Таков, сказал Сычев, — что ж с того? Но в твоем наблюдении есть и нечто поучительное. Недовольство собой — разве не это двигатель человеческого прогресса? А может быть, это и есть вечный двигатель? Тот, кто доволен собой, не ищет совершенства, такие люди живут в ладу с самими собой, они не ищут никаких доказательств, им все равно, плоская земля или квадратная, им и в голову не придет задуматься, чему равна сумма квадратов катетов, — зачем им нужны эти самые катеты, они бесплоднее смоковницы… Я не уверен в себе. А с чего бы это мне быть уверенным? Чем это таким наградил меня господь бог? Тебе легко говорить, тебе-то не надо задавать вопрос — «зачем я?» — и Сычев кивнул на картон, — с тобой все ясно. Со мной — никогда не было ясно. Зачем я? К чему я призван? Чего я стою? Я должен это понять рано или поздно. Отсюда — все. Отсюда — честолюбие: честолюбие возникает по ходу дела: сначала ты просто борешься за что-то, ты просто хочешь доказать себе, что способен сделать это, просто способен, потом ты не замечаешь, как этого становится мало…
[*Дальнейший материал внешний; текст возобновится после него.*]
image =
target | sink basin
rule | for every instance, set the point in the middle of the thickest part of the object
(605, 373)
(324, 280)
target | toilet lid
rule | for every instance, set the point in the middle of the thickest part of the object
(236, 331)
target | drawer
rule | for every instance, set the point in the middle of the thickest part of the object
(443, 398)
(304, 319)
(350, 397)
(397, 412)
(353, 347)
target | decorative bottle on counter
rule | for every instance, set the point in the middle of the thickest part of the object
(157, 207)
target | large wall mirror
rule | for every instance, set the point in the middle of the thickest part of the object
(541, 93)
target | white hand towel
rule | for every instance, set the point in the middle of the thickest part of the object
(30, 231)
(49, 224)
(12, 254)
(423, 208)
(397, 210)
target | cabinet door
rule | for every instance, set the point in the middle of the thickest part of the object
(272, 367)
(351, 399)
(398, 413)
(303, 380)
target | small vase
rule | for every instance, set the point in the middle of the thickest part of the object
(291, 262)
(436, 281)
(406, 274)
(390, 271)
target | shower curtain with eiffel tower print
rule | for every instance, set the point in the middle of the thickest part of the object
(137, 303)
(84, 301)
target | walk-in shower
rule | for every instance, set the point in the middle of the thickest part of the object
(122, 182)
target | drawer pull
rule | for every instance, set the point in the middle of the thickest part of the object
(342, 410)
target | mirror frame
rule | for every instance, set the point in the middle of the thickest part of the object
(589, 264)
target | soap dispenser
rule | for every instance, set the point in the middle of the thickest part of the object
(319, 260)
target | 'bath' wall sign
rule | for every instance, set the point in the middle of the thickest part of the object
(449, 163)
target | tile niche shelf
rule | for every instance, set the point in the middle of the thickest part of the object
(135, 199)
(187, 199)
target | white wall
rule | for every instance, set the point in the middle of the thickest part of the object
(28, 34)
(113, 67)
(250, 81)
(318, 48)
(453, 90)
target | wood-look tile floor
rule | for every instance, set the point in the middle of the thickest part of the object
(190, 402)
Татищев заметил с сомнением:
— Мне кажется, что ты сам не знаешь, толком, чего ты хочешь. Поэтому ты хочешь всего, а это невозможно.
Сычев ответил:
— Лишь желая невозможного можно приблизиться к достижению возможного, того же, что легко достижимо, не стоит и желать. — И еще сказал он: — Я хочу узнать, на что я способен. Я хочу узнать, чего я стою, истинную свою цену. Узнать ее я могу только одним путем — дойти до предела.
— Ну, а дойдешь?
Тут-то Сычев и задумался. Действительно, что дальше? Постановка вопроса выглядела абсурдной: предел есть предел, но ведь и остановка есть, как прообраз смерти. Антитезой смерти является бессмертие, и ответ родился сам собой.
— А не стоило бы попытаться заглянуть за предел? — спросил он.
Это и было ответом.
9
Они вышли тем же путем, что и вошли, — через окно; но много, много часов протекло с тех пор, и многое осело в их памяти для будущих времен, когда это осевшее настоящее превратится в прошлое, давая пищу для раздумий. Это был необыкновенный день. С утра он был совсем обычным, но вот уже вечер, и они тихо идут друг подле друга, словно обремененные непосильной ношей — особенно непосильной эта ноша выглядит для Елены Николаевны, которая еле переставляет ноги. Постороннему человеку, мельком бросившему взгляд, могло бы прийти, пожалуй, в голову, что она пьяна. Она и была пьяна, да только не от вина, а от этого дня, который, словно диковинный подарок, неведомо за что поднесла ей судьба. Она была пьяна от хмельного карнавала уже давно забытых чувств, которые поднял со дна этот день, суматошный, беззаботный и веселый. Как тускло начался он для нее, с этой предстоявшей поездкой на место бывшей уже работы, расставаться с которой оказалось намного тяжелее, чем она могла бы предположить; расставаться для того, чтобы надолго осесть в замкнутую сферу довольства, где больше, чем стены материальные, на тебя со временем начинают давить иные, невидимые стены. В своей замужней жизни она забыла, что можно чувствовать себя такой свободной и делать что хочешь, не рискуя наткнуться взглядом на осуждающий взгляд или высоко поднятые брови. Этот дивный день, эти полные восхищения и желания — да, и желания тоже — мужские лица вокруг нее, взгляды, гладившие ее, как горячие ладони… Удивительно, что мы не знаем самих себя и тех глубин, что притаились до поры до времени; а может быть, мы сознательно взращиваем в нас самих ложное о себе мнение. Все, что происходило с ней сегодня, все решительно было полной противоположностью ее предшествующей жизни с четко очерченными границами добра и зла, порока и добродетели, с незыблемыми, неоспоримыми и настолько точно и четко очерченными границами, что немыслимой казалась сама мысль о возможности их нарушения.